My grandmother lived in Surrey. There are many other suburbs that are close enough to Vancouver that travel takes under 30 minutes via public transportation, it would be worth the time to investigate. Pockets of areas are wetter than others. Barnaby, I believe, is geographically situated such that it rains much less. 

The fresh clean air, which fills the lungs with oxygen, immediately made me feel alive upon arrival to the area we speak of. Food tasted absolutely delicious. Exercising was great as the oppressive heat was rarely an issue. Close enough to US border to perhaps go shopping for cheaper things such as clothing or applicances if that applies today. 

I have taken in a room mate from China from Craigslist - Takes some research, confirmation to take in a stranger or go into a stranger's home. References and a quick background check may suffice. College campuses could also provide cheaper housing. Plus, you'll have the younger crowd.

Many options. I wish it were me - I cannot find the money to move right now but when I do, I am heading up there to live.

Safe travels.


----------



## Clonkers (Sep 26, 2011)

Thanks Krogl. Victoria will be investigated.. I also lived in Victoria in Australia, loved that place so it is drawing  I must start a notebook with all the suggestions!
If anyone ever wants information on Ireland, I can give it by the bucket - load.

It is daunting deciding where to live in such a huge country. I can go from West to East in a car and back around 3 times a day at home and bump into my next door neighbour whilst there, so you can imagine the many queries I have..

I have also found out a colleague worked and lived in Toronto for 10 years, so I will have to ask here in a roundabout way all about it. I can't let on that I have any intention of going yet so hopefully she too can answer questions. 

I was looking at rooms to rent on Craiglist, and some of them are SHOCKING and the ones I like are quite expensive, but the wage for my job is comparable to mine now, if not a little higher which is good news..


----------



## GRINGOMAC (Jul 3, 2011)

What ever way the coin lands, you will find Canada a great place to live. Certain things you should look into though is your health care. If you can get Ex-pat insurance such as Blue Cross it would be to your advantage.

One of the great things living on the We't coast is that there is such a variety of things to do, if you smoke you may find Vancouver is too healthy for you though. In Vancouver people walk everywhere, it has a youthful community and the assortment of cuisine is fantastic.

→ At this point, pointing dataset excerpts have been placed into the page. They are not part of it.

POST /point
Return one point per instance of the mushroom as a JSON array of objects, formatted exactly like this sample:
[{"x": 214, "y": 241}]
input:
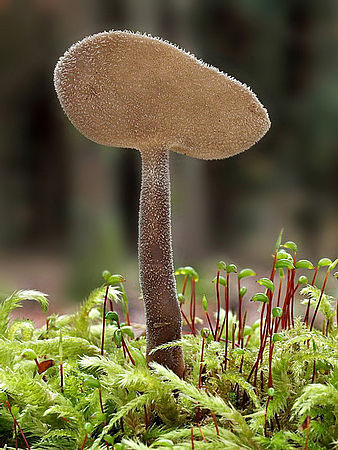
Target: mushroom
[{"x": 124, "y": 89}]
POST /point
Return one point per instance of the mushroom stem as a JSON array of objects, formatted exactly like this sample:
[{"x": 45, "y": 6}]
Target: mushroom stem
[{"x": 163, "y": 317}]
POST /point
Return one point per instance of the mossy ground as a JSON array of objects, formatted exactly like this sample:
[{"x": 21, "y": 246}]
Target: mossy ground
[{"x": 276, "y": 389}]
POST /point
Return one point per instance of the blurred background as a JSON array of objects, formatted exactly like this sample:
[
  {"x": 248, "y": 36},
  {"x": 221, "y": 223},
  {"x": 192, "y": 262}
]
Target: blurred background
[{"x": 69, "y": 207}]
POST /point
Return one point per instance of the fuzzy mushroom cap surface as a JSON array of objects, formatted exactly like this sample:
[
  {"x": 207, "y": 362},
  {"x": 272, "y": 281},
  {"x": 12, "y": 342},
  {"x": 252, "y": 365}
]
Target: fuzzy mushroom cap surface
[{"x": 124, "y": 89}]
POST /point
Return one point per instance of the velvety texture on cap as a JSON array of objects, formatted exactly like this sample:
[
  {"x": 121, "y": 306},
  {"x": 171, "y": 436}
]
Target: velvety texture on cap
[{"x": 124, "y": 89}]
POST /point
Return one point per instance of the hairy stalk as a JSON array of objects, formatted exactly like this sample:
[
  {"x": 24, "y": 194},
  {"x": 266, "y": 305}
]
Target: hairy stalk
[{"x": 163, "y": 317}]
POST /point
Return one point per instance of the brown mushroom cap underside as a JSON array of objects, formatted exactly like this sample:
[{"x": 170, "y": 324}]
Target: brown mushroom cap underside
[{"x": 124, "y": 89}]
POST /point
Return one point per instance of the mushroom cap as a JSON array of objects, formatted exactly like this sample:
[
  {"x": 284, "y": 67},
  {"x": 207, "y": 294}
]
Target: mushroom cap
[{"x": 125, "y": 89}]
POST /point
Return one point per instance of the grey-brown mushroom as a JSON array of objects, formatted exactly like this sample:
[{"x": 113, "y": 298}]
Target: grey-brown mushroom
[{"x": 124, "y": 89}]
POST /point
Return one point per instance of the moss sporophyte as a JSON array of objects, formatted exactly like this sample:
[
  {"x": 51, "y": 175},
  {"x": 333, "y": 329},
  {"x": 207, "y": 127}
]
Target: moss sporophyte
[
  {"x": 82, "y": 381},
  {"x": 124, "y": 89}
]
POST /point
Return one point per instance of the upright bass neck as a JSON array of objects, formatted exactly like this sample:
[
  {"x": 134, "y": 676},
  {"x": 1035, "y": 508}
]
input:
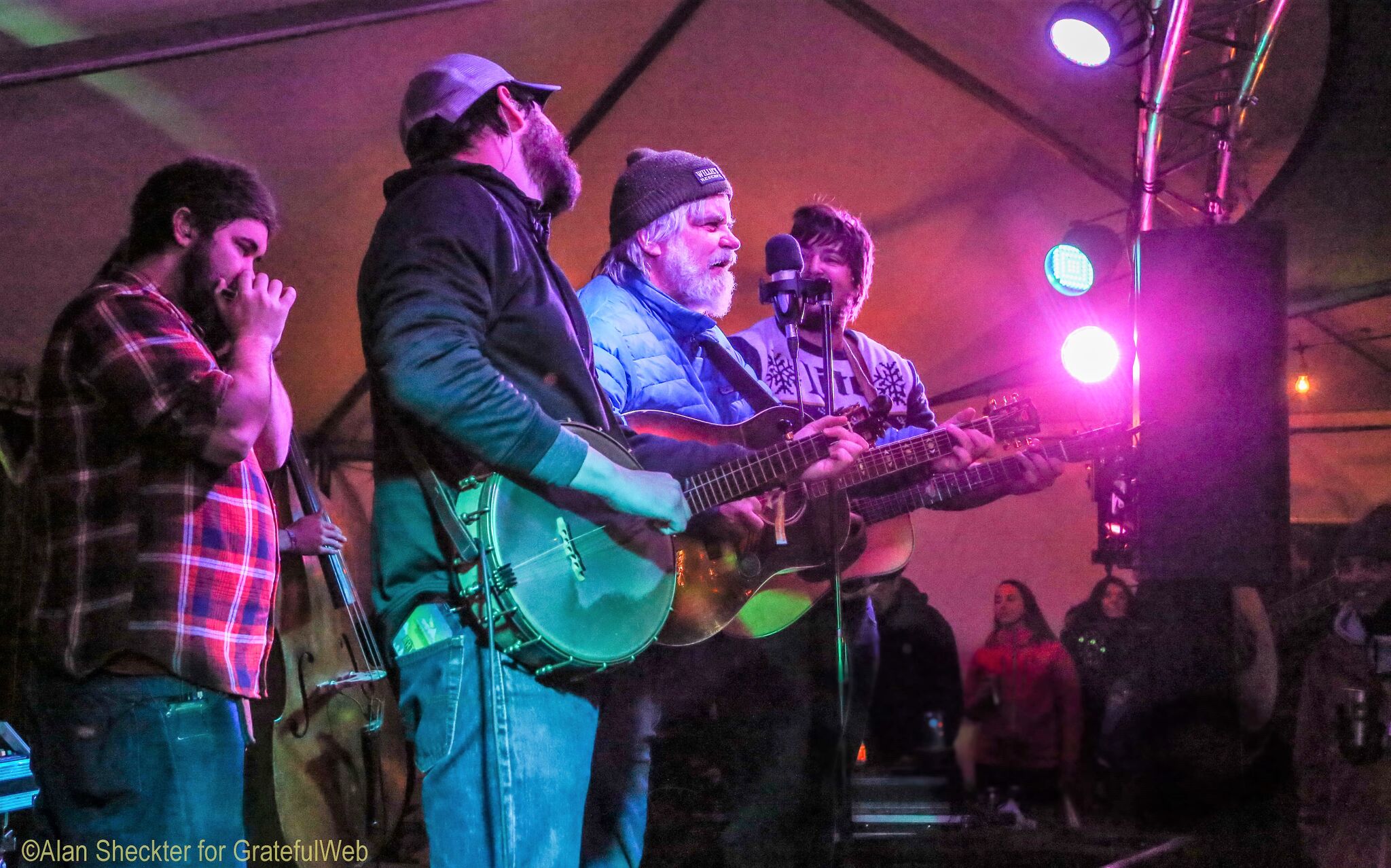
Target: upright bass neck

First off some of the many things I noticed are, west coast living is very easy, flip flops, shorts and sun tan lotion most of the year. You will notice that the girls feet are perfect, no bunions, their teeth white and most have a wonderful way about them, they have a confidence and warmth. 

When I returned to Ireland a few years ago I found the cost of living expensive, mainly the regular food such as basics, ie bread and milk, but when you live here the prices are similar in the sense that buying a loaf of bread for $2 rather than 2 Euros you will find overall you get better value here. Housing is expensive but you may get to share a rental or find a friend to share with to make it more affordable.

Home maybe where the Harp is but I call this place home


----------